Landlord confidence up despite legislative challenges – Pegasus Insight

Research carried out by Pegasus Insight found that landlord confidence has increased, despite the introduction of higher Capital Gains Tax (CGT) in the October Budget and the potential impact of the Renters’ Rights Bill.

According to the Landlord Trends report for Q4 2024, 37% of landlords felt ‘good’ or ‘very good’ about their prospects, up from 33% in Q4 2023.

Landlords who reported making a ‘large profit’ were most likely to feel upbeat, with 71% expressing optimism, while this fell to 33% for those making a ‘small’ profit.

On a quarterly basis, there was a small uptick in optimism about business prospects, from 32% in Q3 2024 to 37%.

However, concerns over the potential impact of the Renters’ Rights Bill remained.

Three quarters of landlords believed the Bill would be negative for their own lettings business, with 43% expressing significant concerns.

This rose to 65% who believe the Bill would have a significant negative impact on the private rented sector more broadly.

Despite 73% of landlords increasing rents in 2024, more than 80% claimed they were renting out at least one property at below market rates.

The average achieved rental yield remained close to the Q3 2024 10-year high at 6.4%. 

Landlords letting properties at below market rates believed they were subsidising an average of 4.7 properties, typically by £144 each per month. 

Bethan Cooke, director at Pegasus Insight, said: “Improving landlord confidence is testament to the resilience of the buy-to-let sector and the strength of the fundamental economics underpinning this market, fundamentals which the Renters’ Rights Bill will only serve to reinforce.

“If this new Bill forces more landlords to exit the market, it will further deepen the supply/demand imbalance which pushed average rents to unprecedented levels last year.

Cooke added: “What’s more, as the legislative threat builds, so does the pressure for landlords to pre-emptively increase rents to future-proof their businesses.

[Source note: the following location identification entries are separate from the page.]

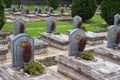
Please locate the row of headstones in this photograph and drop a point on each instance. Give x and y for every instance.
(36, 9)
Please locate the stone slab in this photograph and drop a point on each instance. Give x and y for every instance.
(9, 73)
(57, 38)
(98, 69)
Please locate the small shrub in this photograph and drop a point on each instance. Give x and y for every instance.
(87, 56)
(34, 68)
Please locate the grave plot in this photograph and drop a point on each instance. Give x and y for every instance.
(19, 28)
(111, 50)
(3, 52)
(79, 64)
(57, 40)
(22, 58)
(92, 38)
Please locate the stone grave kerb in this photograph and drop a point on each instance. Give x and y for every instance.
(76, 20)
(17, 50)
(48, 24)
(74, 38)
(16, 26)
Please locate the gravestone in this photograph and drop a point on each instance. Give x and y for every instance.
(39, 11)
(74, 38)
(112, 32)
(26, 11)
(17, 49)
(19, 24)
(51, 25)
(61, 10)
(51, 10)
(13, 7)
(77, 22)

“Those landlords charging below-market rates may currently be compromising on revenue in order to retain good tenants, but may not feel they have the option of continuing to do so in a more restrictive environment.

She said: “The long-term profitability trend for the buy-to-let market is stable, and prospects for the sector remain very good.

“So, while the Renter’s Rights Bill may make life more difficult for landlords, the unintended consequences are likely to be much harder on tenants themselves.”